Nearby is a Venetian sea-fort from the 1500s so we took a walk down to the waters edge.
|See Vesuvius in the middle? It used to be twice as tall before it erupted and buried the city!|
Then we headed to a farm for a tour and lunch. Sorrento is full of cliffs, which means not much usable farm land. To be profitable, the farmers use all the land 3 times over: Vegetables on the bottom, citrus trees in the middle, and grape vines across the top.
We saw how they make mozzarella and ricotta cheese (ricotta is a byproduct of the mozzarella process, which was interesting!). Then we ate: meats, homemade mozzarella, and a fresh olive. I HATE olives that come in jars, but the fresh olive was delicious! Then pasta with some of that fresh ricotta in the sauce. There was also homemade wine, and limoncello tasting for dessert!

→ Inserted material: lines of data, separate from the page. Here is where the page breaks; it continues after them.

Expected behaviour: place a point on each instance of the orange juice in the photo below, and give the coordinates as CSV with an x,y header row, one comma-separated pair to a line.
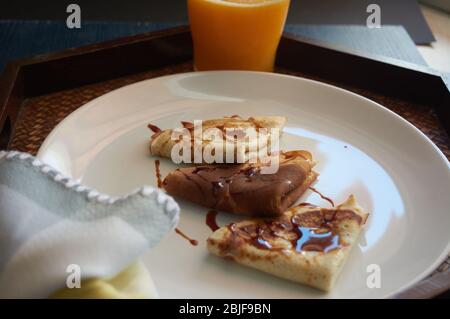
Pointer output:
x,y
236,34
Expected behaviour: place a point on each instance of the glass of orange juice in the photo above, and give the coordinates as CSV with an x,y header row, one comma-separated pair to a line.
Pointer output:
x,y
236,34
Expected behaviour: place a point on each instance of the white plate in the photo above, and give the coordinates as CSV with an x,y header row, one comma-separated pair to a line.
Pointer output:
x,y
396,172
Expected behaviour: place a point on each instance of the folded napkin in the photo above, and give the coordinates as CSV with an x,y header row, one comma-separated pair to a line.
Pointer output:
x,y
49,222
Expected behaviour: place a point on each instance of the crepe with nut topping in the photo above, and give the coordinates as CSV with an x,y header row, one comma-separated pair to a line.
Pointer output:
x,y
306,244
162,141
244,188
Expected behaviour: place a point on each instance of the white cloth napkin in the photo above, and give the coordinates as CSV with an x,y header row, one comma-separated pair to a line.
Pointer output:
x,y
49,221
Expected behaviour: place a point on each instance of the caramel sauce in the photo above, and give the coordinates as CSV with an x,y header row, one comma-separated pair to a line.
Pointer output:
x,y
313,230
158,174
154,128
322,196
211,220
193,242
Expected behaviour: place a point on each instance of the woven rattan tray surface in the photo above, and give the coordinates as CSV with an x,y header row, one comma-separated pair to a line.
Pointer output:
x,y
41,106
39,115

After that we headed back to the boat for our last night on the ship- the usual farewell show, late night chocolate buffet, and packing.
Snapped a pic of our multinational water bottle collection before we left the ship: Israel, Cyprus, Greece, and Italy.
We took the option to carry our own bags off, which meant we could leave anytime before 9:30. We took the opportunity to have a leisurely room service breakfast before heading out. This was the part I was most concerned about. We didn't have a very good plan, but we had read that the port authority runs a bus service from the pier to the front of the port. Then its only a "short" walk to the train station, where you can hop a train into Rome.
Turned out it was SO easy. The bus ride was long, probably 10 minutes or so, to the front of the port, but we didn't have a map, so we just took off away from the port on the road they dropped us off on, hoping it was the right direction. Sure enough only about 5 minutes later we passed a sign with the train station symbol saying it was ahead in the direction we were walking.
After only about a 10 minute walk, there it was! We bought tickets and the next train was leaving in about 20 mins. Perfect timing!